Reading is often facilitated by a large number of dialogues and descriptions of actions. The characters are easy to recognize and often endearing.
A difficulty noted, however: the author uses multiple narrators and some pages are sometimes complicated to understand because we do not know immediately who is speaking. Finally, some passages are more of a moving poetic prose, which is another reason to dive.

Sunday, April 11, 2010

Kates Playground Member Account

South Africa: is it possible? PART TWO

' South Africa: it's possible ' slogan is very courageous of the official site of South Africa. It implicitly recognizes that going to South Africa does not come naturally ( is Not self-evident ) ...
The brutal murder last week, the most prominent representative of nostalgia for apartheid, Eugene Terreblanche - Huguenot ancestors (click the title of this post for details) - has revived fears real that the country is far from pacified.
But how would he, after decades of unspeakable atrocities? The South African democracy is young and fragile (I remind you that the first democratic elections were held 16 years ago ...).
This month I suggest you read a novel written by a great South African writer, JM Coetzee, Nobel Prize for Literature in 2003. He is very discreet, which abhors interviews and which we know little: he was born in 1940, has worked as a professor of literature at Cape Town and, like many of his fellow whites, eventually leaving South Africa for Australia in 2002. He never defended apartheid, on the contrary, but has never taken sides for movement whatsoever. Here's an article in the magazine ' Time ' said about him (October 2003):
'
Coetzee Will Be Remembered For Something Quite simple: Was a writer here Who Described, More Than Any Other Truly, What It Was To Be In The conscious and white face of apartheid's stupidities and cruelties . "

' Disgrace ' by JM Coetzee (1999 - 220 pages )
Minimum level required: B2 (to determine your level of reading, see the pages of June 09 of this Blog )
The novel sparked a real controversy in South Africa, probably because he was an early stage the dismay of the minority white when it loses its supremacy in the new Africa South.

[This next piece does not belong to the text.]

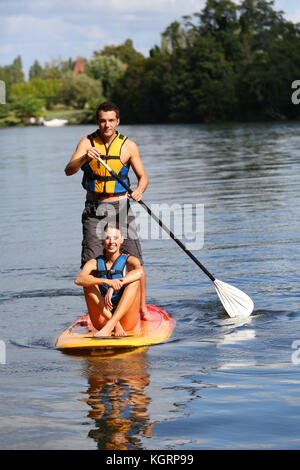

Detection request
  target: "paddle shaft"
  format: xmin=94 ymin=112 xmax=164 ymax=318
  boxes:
xmin=97 ymin=157 xmax=215 ymax=282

We follow the long descent into hell of a university professor anniversary, lonely and disillusioned, and her daughter, a kind of easygoing hippie (is that a tautology?) In which he believes he can find refuge ...
Uh ... no, with JM Coetzee, it is expected a good episode of brute violence, which leaves the reader KO (
knocked-out ).
In the view of many critics, the Nobel Prize in Literature has just reward postmodern writing in a very controlled apparent simplicity. Choosing rare among English writers, the narrative of ' Disgrace is written in simple present, giving the reader an immediacy hanging until the last page.

sensitive souls, do not refrain: you will miss an incredible reading experience. Discovery and behind the scenes of the 'Rainbow Nation'.